Tracy was meeting with an insurance salesman who asked if he had enough life insurance. Since he didn’t want to deal with this man, Tracy assured him he did.
As he was finishing the meeting, the salesman asked: “How long will you be dead for? Because with the life insurance policy you have, you’re going to need to come back to life after six months to help pay the family bills.”
The reason I bring this up isn’t to sell life insurance, although especially in the early stages of entrepreneurship, life insurance might be a good bet. Most people in business don’t consider their untimely death. None of us want an early expiry date, and while we might hope to live to a ripe old age having accomplished all our objectives, life has a funny way of throwing a wrench into the best made plans.
While I’ve never been asked to help out a business after the untimely death of the owner, I know that day will be coming soon.

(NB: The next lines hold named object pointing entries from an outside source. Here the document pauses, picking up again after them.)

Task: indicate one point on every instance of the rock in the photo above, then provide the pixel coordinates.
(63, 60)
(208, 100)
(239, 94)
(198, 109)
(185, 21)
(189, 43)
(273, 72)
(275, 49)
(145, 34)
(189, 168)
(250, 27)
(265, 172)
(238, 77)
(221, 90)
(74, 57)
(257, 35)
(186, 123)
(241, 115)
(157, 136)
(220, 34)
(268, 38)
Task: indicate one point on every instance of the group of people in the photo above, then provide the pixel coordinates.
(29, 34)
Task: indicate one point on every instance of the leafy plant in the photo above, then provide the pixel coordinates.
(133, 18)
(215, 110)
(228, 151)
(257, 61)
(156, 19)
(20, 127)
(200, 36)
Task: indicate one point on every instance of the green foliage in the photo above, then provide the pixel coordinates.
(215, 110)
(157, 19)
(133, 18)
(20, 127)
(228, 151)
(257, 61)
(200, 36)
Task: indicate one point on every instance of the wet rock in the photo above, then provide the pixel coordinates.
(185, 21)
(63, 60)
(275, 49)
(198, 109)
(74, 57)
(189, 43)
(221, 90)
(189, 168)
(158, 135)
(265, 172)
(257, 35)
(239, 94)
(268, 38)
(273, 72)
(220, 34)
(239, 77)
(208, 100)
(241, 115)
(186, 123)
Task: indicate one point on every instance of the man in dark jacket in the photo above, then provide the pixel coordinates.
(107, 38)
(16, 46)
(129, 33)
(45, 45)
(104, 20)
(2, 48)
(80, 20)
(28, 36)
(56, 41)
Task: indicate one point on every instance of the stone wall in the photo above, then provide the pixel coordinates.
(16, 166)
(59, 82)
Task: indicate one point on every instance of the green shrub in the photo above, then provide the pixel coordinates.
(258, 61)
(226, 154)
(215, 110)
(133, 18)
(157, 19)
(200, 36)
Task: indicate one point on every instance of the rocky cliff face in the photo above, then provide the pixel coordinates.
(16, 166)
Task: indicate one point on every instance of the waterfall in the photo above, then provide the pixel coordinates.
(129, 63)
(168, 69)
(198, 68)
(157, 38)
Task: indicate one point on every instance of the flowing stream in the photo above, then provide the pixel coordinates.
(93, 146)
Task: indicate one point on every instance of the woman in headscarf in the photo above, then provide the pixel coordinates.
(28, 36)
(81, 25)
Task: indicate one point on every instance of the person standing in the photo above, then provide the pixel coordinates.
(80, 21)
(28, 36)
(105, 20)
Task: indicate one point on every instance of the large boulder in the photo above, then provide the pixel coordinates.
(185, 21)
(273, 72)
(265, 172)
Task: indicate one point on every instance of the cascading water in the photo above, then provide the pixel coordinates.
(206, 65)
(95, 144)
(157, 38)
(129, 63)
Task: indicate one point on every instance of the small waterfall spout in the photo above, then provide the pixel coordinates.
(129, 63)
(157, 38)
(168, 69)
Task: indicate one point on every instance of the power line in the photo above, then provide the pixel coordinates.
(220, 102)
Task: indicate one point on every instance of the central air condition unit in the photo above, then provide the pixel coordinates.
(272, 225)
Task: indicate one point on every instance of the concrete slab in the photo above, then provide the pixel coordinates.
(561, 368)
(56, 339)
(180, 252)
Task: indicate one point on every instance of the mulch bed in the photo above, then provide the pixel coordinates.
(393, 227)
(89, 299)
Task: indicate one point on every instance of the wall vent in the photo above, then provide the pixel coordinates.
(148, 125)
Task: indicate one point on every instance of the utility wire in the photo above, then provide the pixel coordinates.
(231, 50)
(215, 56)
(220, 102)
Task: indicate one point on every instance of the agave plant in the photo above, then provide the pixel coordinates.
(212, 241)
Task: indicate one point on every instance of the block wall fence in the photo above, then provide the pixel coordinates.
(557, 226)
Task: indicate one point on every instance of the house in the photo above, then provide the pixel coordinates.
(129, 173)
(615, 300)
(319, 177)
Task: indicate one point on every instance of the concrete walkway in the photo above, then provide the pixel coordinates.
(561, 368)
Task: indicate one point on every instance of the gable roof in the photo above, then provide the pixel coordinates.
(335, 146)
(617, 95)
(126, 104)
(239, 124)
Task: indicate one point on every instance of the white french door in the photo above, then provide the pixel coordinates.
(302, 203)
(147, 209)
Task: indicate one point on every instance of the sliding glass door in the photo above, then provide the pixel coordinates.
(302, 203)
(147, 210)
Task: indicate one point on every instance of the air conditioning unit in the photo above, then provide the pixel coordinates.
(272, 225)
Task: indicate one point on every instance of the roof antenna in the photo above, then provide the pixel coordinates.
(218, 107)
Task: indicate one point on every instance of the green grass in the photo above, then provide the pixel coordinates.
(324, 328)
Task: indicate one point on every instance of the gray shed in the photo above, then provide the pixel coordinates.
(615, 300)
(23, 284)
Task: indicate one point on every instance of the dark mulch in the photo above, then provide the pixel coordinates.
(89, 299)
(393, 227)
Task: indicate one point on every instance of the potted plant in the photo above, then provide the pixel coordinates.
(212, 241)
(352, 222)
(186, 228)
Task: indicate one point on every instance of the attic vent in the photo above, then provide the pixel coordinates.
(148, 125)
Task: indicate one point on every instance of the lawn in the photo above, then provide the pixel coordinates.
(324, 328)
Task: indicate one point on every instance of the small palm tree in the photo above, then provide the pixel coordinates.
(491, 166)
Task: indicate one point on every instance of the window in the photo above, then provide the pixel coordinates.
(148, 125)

Often, I have clients who want to work with me because they’re preparing for their exit from the business.
Some have the foresight to make plans when they hear they have an illness or are approaching retirement age.
Unfortunately for some business owners, they don’t have the right plans in place when they die. As a result, there’s no one to help their family or employees negotiate through the traumatic days following the loss of an owner or founder.
For solo entrepreneurs or small enterprises where the business revolves around the owner, there’s no option but to shut the business down. Usually a lawyer or accountant can help you quickly transition through the necessary paperwork.
However, when there are employees and customers, substantial assets, loans or payables, as well as work in progress – often factors in larger businesses – things are usually much more complicated and can take months or years to wrap up.
So what would happen if your staff woke up one morning and discovered you died?
Hopefully, they will miss you and shed some tears, which means you probably made a difference in their lives.
However, without a plan for emergencies like death or even the disability of an owner or founder, companies that were once going concerns stumble and begin the downward slide into oblivion.
The lack of a vision, direction and strategy that the owner brought is missing after a few weeks or months while the family is grieving. Often key employees who doubt the future without a leader jump ship. Without leadership, many businesses and their employees become paralyzed by indecision. The future of the business is often bleak.
While a life insurance policy might protect your family from some of the loss of income, does it protect them from the financial liability of your businesses?
To ensure that your business can survive you, there are a number of things you might do:
- write down a plan for the worst-case scenarios and discuss them with key staff members;
- talk to trusted advisers, including lawyers, accountants or mentors, about what your plans for the business are;
- discuss or document some options for transitioning the ownership of your business should disaster hit, such as:
- who should your management talk to?
- will they need a business coach or fractional CEO to come in and help?
- what should they expect in terms of leadership from your family?
- how would you value the business if it needs to be sold?
- what happens if they can’t sell the business?
- how should they deal with family?
While the answers might be included in your will, having backup documentation in your operations manual or company safe might be a great start.
Not many people come back to life after being dead. If you want to rest in peace before and after you die, it makes sense to come up with some concrete plans that position your business for the benefit of your family and employees long after your untimely departure.